Questions of separation and integration led us this time to other questions. What is Natural Science? What is Human Science? In the course of the discussion we came up with three points:
1. Was there something specific to the object of inquiry?
2. Was it related to nature of inquiry? The immediate problem here is that the object of inquiry is constituted by the nature of inquiry and vice versa.
3. The third point was the language of inquiry... the reduction of natural language to nomological language.
Given this, can what Natural Science is be generated out of the history and space of its emergence?
We first had to answer who is undertaking this inquiry? Where is the subject located, what are his or her biases? What are those positions that inform the subject's inquiry? That again took us in 3 directions...
1. The subject who is the recipient and the user of the services of science and technology but who is looking back at what had been received. There are subjective priorities that would become fundamental (the suffering of the subject is clearly foregrounded; at other times it could be empowerment; entitlement could also become important).
2. The subject as producer of scientific knowledge
3. The relation between the producer-subject and the recipient-subject
This was not to deny and we were aware that when we talk of subject we have in mind contingent subject-positions and not subjects with an identitarian embeddedness. Yet we were trying to think what the subject can do to science.
The interesting realization that the collective arrived at is that the subjective turn was not enough to mute the problem we were dealing with. Access was not enough. Institutional change was also not enough. Sensitivity was a necessary condition but not a sufficient condition. We were required to address the knowledge gap that separates the producer-subject and the recipient-subject. Also isn't there the knowledge limitation that haunts the producer-subject? Here Penrose's ambition comes to mind: Are minds subject to the laws of physics? What indeed are the laws of the physics? (Penrose, 1989, p4). Do we have a good enough physics? In itself, physics must negotiate between Newton, Einstein and Heisenberg. We could see that even the inauguration of the subject question would take us to the knowledge question. Nonetheless, this is not going back to the domains of knowledge. On the other hand, if one begins from the knowledge pole we still have to ask questions about the subject.
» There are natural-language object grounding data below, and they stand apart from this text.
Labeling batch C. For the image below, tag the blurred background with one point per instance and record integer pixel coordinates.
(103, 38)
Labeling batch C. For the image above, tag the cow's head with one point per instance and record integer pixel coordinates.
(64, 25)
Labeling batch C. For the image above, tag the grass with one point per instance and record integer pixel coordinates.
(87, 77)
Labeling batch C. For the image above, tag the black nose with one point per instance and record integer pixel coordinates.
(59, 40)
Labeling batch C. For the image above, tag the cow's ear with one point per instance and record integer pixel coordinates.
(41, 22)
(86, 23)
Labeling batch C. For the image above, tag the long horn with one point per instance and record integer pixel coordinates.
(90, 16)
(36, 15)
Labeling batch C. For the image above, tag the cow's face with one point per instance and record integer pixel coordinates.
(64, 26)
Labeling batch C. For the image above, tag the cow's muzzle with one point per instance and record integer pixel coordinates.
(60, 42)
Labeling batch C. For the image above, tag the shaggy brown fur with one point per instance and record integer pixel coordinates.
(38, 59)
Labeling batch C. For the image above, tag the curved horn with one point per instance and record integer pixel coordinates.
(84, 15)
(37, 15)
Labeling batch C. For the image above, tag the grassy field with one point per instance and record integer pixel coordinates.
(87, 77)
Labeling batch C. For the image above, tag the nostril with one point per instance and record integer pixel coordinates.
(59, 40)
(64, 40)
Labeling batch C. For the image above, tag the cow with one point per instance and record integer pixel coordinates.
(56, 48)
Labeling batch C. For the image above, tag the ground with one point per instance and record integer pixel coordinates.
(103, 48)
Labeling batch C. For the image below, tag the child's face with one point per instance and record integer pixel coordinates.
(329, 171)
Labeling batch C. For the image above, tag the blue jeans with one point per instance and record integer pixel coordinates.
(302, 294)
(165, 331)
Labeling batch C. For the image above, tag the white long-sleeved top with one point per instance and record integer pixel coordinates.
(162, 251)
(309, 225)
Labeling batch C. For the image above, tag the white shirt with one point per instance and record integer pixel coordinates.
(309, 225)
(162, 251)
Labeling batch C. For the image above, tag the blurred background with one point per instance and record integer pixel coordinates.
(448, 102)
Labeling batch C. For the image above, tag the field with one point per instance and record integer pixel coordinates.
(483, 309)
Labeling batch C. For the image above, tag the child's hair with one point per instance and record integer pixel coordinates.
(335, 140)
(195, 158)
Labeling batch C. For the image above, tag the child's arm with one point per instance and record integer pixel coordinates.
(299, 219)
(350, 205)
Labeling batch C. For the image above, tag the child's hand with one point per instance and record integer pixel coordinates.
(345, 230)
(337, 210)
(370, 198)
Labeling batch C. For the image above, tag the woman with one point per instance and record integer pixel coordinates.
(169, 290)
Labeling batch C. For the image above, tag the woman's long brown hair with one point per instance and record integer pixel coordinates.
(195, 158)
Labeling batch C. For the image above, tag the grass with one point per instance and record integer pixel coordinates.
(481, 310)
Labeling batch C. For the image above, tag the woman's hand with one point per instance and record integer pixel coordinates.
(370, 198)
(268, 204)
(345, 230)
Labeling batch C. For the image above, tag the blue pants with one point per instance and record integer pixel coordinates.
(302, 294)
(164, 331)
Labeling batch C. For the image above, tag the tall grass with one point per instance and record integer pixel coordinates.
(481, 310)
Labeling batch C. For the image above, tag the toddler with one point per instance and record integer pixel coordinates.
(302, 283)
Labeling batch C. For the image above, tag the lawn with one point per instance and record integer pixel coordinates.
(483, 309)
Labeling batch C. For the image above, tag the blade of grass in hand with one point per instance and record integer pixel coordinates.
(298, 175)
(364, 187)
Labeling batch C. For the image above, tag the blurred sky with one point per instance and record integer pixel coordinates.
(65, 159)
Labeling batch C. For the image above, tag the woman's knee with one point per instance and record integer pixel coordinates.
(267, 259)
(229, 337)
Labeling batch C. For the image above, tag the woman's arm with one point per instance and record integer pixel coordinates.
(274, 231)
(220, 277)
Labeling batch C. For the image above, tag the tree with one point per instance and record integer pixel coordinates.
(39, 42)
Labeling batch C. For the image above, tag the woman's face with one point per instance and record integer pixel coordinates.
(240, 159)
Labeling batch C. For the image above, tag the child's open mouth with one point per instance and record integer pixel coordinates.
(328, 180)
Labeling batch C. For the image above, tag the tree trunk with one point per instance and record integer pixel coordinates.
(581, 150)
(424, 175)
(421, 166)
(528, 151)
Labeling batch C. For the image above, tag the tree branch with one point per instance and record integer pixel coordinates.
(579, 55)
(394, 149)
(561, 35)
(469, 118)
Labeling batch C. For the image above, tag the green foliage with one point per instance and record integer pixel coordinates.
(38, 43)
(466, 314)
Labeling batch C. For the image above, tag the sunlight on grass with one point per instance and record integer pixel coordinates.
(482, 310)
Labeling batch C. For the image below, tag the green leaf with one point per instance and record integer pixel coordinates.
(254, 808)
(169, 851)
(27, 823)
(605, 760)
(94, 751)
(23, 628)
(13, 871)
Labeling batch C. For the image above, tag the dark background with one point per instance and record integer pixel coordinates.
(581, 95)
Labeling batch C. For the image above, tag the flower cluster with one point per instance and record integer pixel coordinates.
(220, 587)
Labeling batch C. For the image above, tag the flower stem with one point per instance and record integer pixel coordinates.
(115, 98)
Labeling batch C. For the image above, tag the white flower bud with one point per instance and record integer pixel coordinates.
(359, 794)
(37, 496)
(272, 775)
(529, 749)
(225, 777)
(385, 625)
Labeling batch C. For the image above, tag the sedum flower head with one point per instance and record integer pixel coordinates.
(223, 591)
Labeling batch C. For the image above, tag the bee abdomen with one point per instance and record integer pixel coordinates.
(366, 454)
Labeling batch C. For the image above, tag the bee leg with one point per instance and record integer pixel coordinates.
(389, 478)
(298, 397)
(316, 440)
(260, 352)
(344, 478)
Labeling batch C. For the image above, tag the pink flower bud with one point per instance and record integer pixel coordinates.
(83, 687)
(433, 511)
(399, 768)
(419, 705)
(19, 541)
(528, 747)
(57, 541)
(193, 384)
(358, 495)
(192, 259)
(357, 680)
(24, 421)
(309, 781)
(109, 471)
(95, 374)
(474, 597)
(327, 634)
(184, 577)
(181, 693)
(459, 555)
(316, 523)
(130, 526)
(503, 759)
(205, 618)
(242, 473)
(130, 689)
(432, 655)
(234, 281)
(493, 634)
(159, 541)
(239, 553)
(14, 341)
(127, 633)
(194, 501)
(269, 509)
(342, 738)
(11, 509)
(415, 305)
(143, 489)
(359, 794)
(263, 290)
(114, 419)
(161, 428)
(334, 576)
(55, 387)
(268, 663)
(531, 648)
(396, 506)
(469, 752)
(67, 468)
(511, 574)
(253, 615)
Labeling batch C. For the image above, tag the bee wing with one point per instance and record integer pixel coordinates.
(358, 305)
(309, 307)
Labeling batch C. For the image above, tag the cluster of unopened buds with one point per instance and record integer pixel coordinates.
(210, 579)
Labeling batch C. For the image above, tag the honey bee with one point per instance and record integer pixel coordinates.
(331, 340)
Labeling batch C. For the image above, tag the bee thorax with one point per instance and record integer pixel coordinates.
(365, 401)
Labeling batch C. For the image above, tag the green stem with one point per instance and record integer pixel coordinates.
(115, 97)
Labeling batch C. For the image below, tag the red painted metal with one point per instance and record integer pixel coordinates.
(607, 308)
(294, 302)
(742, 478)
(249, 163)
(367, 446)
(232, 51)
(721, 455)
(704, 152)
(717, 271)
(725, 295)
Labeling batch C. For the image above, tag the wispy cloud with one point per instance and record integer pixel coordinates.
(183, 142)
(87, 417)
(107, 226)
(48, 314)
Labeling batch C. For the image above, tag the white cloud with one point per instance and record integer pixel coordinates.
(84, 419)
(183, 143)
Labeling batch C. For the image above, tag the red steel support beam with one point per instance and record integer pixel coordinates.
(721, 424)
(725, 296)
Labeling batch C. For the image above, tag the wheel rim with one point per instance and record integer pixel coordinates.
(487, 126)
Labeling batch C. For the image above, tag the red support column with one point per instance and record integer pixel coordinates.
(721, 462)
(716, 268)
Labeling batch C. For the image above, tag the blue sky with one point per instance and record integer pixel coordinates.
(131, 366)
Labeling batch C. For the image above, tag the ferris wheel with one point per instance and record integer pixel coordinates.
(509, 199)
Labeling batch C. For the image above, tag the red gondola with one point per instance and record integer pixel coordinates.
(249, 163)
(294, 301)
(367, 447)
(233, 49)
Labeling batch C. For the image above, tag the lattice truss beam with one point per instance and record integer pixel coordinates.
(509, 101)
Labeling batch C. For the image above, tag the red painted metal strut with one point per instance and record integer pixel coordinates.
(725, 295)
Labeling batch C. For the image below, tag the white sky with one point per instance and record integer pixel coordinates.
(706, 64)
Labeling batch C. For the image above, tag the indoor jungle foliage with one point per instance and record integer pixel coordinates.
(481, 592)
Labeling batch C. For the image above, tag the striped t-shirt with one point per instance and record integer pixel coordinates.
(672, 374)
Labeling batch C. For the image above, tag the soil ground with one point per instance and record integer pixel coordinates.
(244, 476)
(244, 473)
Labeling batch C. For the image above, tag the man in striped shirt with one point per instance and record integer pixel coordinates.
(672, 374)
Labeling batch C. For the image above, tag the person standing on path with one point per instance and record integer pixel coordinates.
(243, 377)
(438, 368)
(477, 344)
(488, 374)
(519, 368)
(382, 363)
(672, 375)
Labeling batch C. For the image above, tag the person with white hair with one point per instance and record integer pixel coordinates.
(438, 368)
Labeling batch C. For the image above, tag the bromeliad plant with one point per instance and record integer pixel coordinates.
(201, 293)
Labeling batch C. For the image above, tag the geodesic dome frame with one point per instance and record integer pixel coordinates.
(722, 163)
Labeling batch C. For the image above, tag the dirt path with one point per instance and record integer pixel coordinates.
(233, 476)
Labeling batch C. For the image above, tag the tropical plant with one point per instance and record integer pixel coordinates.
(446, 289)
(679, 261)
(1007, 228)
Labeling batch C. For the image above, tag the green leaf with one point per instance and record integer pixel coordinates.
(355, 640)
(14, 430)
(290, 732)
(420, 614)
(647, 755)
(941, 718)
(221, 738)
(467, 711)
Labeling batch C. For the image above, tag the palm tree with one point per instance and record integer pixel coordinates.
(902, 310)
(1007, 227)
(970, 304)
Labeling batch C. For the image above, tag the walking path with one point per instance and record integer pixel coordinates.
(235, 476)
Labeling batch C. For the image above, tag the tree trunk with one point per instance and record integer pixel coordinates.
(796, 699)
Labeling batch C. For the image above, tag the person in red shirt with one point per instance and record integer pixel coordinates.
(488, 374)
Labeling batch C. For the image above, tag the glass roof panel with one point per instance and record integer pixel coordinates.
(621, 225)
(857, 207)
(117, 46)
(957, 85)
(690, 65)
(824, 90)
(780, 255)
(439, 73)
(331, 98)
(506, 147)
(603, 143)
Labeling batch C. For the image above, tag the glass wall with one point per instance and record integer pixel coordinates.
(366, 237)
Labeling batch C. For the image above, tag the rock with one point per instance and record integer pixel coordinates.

With this we can come back... what does this do to our question - what is Natural Science? Carnap and Popper came up with a prescriptive rendition of science; verifiability for Carnap and falsifiability for Popper. The other route is to go with a description of science and Kuhn... not what science should be but what science is in terms of its history, its enunciation, and its researchers' collective. In that sense, we have contended with the prescriptive program and seen its limits. What we are doing is attempting the descriptive program sincerely and see the process of science-making, see how objects of inquiry, nature of inquiry, language of description, causal explanations, predictability theories, the producer-subject, the recipient-subject, knowledge in itself, in its deployment, and in its use and reception, all of these in their over-determined and contradictory dimensions constitute provisionally 'Natural Science'. So the ISE integration urges us not to go by prescriptive definitions (verifiability & falsifiability become measuring rods for complex nature of human activity in different cultures and in different time frames and the culture question becomes present as a critique here). Maybe we go through the pain-staking work of observation and understanding and description; in a shared form the experience of science-making. It is only after going through all this, a work that is necessary for the Human Sciences as well, can one begin to see these (science)makings (not knowing, but ways of making knowledge) could be seen in their interruptive and integrated moments of relationality.